Atomic Terrace Low Angle Shadowing (ATLAS) is a surface science technique which enables the growth of planar nanowire or nanodot arrays using molecular beam epitaxy on a vicinal surface. ATLAS utilises the inherent step-and-terrace structure of the surface as a template for such nanostructures.[1][2] The technique involves the low angle incidence of flux material on vicinal substrates. Vicinal substrates are composed of atomic terraces separated by atomic steps. The ATLAS technique allows for the fabrication of well defined planar arrays of plasmonic nanostructures, of dimensions unachievable by lithography.
A collimated beam of atoms or molecules is evaporated at an oblique angle to the substrate. This causes the steps to "shadow" the beam, and the molecules to be adsorbed only on the exposed parts of the steps in direct line of sight of the evaporator.
The principal attraction of the technique is its relative simplicity, as it does not involve multiple lithography steps and can be applied to metal, semiconductor or oxide surfaces alike.
The technique is a "bottom-up" approach and allows great control over the separation of nanostructures within the array, as well as their individual widths.

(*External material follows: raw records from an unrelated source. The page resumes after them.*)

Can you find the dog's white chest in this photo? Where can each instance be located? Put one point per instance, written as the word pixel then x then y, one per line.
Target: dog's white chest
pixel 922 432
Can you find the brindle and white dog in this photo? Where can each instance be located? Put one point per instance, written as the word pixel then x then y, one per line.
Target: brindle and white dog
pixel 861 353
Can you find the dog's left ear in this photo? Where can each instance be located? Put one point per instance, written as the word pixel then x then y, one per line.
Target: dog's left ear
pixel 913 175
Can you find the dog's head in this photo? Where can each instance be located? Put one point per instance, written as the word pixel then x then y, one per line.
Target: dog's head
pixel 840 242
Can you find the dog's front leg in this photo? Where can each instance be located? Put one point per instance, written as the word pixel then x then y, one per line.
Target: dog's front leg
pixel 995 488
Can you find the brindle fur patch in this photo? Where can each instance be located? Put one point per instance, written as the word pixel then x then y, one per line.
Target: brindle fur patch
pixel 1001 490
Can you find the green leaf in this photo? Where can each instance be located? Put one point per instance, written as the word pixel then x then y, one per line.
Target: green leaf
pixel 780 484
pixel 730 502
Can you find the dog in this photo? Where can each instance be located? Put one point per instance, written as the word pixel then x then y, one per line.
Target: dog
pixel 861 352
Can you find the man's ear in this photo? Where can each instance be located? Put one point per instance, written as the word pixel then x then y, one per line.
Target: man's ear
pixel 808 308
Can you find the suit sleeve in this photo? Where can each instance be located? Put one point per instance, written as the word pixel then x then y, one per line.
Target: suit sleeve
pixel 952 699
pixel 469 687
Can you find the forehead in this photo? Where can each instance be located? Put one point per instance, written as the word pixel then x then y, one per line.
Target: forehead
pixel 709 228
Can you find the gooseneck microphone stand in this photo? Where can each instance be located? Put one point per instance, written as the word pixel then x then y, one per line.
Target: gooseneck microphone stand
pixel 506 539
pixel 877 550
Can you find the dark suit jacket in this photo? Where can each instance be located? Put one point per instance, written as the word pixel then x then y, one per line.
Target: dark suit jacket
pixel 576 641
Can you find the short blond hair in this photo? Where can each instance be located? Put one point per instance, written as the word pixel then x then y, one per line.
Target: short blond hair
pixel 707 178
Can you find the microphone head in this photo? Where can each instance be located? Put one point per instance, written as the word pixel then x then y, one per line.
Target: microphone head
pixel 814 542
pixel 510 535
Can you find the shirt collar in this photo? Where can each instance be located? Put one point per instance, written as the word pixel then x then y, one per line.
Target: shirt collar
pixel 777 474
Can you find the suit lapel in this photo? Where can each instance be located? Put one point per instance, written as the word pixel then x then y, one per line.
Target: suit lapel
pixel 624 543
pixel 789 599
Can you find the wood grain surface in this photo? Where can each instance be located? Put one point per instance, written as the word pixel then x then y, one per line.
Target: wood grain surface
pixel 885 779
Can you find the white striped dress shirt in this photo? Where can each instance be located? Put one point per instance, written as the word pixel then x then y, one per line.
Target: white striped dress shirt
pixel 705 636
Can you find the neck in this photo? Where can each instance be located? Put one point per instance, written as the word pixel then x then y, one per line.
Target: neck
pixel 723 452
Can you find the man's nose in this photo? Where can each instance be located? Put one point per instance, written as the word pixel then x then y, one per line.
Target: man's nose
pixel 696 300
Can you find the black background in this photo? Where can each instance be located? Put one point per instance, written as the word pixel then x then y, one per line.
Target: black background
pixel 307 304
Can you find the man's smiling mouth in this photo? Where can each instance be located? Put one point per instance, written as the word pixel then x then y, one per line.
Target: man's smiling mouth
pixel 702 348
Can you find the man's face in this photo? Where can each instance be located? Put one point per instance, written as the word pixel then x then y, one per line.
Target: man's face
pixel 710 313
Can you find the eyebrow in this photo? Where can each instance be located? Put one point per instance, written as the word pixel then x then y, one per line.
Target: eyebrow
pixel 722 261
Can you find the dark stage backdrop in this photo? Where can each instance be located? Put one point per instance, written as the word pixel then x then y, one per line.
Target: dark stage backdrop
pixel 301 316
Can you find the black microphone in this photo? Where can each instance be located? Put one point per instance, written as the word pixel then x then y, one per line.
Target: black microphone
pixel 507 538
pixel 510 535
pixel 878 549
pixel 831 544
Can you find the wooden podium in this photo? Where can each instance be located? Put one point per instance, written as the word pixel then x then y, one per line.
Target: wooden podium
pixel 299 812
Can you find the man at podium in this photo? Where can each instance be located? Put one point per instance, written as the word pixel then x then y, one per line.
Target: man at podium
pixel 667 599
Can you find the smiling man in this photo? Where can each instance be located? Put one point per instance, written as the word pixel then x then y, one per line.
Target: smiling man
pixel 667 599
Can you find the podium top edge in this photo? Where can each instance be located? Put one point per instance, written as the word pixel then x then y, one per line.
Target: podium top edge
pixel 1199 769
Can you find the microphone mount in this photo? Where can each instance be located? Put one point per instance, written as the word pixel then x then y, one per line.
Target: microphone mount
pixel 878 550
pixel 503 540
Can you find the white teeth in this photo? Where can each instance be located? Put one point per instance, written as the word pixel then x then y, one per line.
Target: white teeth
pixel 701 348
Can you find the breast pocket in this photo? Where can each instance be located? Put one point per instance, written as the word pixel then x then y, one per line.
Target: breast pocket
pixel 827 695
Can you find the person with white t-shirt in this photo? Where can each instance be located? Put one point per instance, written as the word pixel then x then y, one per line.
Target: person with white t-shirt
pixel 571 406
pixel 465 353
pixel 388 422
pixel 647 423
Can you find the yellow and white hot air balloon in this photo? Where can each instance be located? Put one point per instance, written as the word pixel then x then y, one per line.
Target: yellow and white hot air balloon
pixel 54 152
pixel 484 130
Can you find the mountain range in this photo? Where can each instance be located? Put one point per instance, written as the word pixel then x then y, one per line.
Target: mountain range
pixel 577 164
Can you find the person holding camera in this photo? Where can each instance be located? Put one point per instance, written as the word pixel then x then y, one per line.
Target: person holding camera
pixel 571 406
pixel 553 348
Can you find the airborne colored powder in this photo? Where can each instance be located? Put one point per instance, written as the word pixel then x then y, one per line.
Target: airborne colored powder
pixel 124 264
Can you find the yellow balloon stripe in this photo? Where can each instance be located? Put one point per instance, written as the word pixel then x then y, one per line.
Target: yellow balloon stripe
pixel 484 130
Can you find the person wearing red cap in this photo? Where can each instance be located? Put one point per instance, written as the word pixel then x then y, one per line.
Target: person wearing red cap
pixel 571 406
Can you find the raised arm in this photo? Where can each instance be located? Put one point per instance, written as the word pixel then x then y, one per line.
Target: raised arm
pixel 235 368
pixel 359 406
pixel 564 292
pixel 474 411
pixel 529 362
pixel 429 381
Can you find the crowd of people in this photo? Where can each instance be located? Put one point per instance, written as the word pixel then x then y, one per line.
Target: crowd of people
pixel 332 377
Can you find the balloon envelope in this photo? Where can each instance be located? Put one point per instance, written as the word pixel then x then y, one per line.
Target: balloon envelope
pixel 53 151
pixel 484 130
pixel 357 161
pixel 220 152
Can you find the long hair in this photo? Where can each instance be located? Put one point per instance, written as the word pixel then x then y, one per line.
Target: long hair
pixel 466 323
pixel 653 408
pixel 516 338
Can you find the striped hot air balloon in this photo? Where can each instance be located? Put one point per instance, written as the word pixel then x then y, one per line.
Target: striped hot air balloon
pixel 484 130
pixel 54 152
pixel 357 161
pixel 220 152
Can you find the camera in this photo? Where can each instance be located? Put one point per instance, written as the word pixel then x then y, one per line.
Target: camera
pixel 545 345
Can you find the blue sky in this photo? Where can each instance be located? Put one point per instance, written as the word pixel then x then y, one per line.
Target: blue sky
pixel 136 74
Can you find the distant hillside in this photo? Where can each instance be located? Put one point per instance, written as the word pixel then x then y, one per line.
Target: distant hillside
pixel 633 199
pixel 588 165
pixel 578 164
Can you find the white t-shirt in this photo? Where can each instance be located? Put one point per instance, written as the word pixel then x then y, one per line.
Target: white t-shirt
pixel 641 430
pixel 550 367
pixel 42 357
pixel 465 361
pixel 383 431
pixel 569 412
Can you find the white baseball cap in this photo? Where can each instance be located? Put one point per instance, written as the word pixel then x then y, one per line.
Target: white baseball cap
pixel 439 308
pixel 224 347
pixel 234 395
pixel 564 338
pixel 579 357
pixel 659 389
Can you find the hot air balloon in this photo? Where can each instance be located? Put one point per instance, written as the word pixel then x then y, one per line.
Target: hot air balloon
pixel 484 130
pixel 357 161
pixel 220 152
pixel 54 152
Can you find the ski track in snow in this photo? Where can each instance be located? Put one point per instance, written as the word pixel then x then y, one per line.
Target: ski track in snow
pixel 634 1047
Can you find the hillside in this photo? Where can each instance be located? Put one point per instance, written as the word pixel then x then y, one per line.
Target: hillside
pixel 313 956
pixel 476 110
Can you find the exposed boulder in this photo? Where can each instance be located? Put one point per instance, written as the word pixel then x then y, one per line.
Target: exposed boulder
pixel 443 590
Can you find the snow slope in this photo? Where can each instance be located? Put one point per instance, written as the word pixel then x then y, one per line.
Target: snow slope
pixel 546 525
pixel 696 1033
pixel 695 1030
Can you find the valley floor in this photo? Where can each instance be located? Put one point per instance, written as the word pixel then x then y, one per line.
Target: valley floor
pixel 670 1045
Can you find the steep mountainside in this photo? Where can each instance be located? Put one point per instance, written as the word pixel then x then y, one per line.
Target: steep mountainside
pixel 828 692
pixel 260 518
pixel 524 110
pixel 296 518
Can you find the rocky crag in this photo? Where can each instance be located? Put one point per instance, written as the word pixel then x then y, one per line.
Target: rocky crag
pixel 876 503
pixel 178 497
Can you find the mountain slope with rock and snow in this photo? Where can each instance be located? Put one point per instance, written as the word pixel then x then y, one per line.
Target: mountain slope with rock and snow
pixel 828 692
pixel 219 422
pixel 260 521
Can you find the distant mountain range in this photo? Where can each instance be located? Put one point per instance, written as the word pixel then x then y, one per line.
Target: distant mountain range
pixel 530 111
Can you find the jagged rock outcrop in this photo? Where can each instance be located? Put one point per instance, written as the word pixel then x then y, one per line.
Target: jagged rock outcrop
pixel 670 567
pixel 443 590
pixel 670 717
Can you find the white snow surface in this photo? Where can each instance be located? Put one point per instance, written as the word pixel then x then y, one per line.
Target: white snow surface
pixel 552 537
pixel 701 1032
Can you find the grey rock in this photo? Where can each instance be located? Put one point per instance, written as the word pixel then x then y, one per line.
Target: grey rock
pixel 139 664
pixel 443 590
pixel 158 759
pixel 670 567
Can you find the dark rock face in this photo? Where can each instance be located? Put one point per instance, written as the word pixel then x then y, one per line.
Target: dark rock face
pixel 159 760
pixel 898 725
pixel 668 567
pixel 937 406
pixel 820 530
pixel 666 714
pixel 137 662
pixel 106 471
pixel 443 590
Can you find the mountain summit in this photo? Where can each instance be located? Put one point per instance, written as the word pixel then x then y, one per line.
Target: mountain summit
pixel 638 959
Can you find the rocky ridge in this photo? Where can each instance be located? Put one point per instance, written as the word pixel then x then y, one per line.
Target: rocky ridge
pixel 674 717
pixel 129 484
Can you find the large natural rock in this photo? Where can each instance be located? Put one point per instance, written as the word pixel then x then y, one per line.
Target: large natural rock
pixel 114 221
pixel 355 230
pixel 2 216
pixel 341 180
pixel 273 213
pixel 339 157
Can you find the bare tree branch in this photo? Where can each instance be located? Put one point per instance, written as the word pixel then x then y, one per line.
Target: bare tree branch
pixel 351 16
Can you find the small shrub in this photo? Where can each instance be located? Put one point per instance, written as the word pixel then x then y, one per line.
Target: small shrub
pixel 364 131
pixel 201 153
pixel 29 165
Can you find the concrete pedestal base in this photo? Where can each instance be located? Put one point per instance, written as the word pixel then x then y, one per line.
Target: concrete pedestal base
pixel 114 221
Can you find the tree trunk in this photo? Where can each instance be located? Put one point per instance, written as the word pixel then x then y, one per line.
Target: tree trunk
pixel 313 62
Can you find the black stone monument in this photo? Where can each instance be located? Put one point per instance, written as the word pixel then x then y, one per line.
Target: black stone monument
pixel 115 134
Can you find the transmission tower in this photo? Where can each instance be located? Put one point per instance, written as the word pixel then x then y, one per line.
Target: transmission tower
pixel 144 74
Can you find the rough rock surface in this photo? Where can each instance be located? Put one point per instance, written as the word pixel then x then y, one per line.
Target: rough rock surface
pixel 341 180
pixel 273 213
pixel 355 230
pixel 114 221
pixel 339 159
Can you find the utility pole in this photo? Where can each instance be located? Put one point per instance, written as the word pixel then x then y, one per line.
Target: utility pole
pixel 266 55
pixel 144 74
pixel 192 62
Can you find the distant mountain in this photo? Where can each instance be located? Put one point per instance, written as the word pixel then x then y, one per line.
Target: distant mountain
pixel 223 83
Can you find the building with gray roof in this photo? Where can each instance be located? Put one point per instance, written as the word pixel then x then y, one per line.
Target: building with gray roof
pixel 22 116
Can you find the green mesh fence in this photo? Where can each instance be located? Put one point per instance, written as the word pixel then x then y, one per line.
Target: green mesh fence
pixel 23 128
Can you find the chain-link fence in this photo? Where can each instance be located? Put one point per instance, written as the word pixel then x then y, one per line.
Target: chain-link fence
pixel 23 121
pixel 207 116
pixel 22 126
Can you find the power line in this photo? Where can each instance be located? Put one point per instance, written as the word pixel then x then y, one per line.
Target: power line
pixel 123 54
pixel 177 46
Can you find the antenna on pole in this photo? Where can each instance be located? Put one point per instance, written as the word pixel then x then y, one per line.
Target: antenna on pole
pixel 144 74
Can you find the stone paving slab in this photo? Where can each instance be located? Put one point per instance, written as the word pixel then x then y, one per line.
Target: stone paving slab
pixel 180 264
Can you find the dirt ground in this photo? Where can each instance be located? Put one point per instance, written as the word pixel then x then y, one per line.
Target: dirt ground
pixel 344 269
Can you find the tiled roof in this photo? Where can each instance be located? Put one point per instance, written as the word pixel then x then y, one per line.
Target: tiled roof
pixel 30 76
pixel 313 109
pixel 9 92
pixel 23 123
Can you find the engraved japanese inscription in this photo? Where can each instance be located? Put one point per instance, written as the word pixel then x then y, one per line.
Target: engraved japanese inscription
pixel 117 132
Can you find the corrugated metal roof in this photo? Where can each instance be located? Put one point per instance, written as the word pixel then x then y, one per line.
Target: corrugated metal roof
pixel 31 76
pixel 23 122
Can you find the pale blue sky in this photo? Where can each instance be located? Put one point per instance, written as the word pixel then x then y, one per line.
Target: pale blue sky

The separation is controlled by the size of the atomic terraces of the substrate, which is determined by its miscut from the principal index; and the width of the nanostructures is controlled by the oblique angle of the deposition.
ATLAS has been shown to be a very versatile technique, with the growth of metallic, semi-conducting and magnetic nanowires and nanodots demonstrated using a variety of source materials and substrates.[3]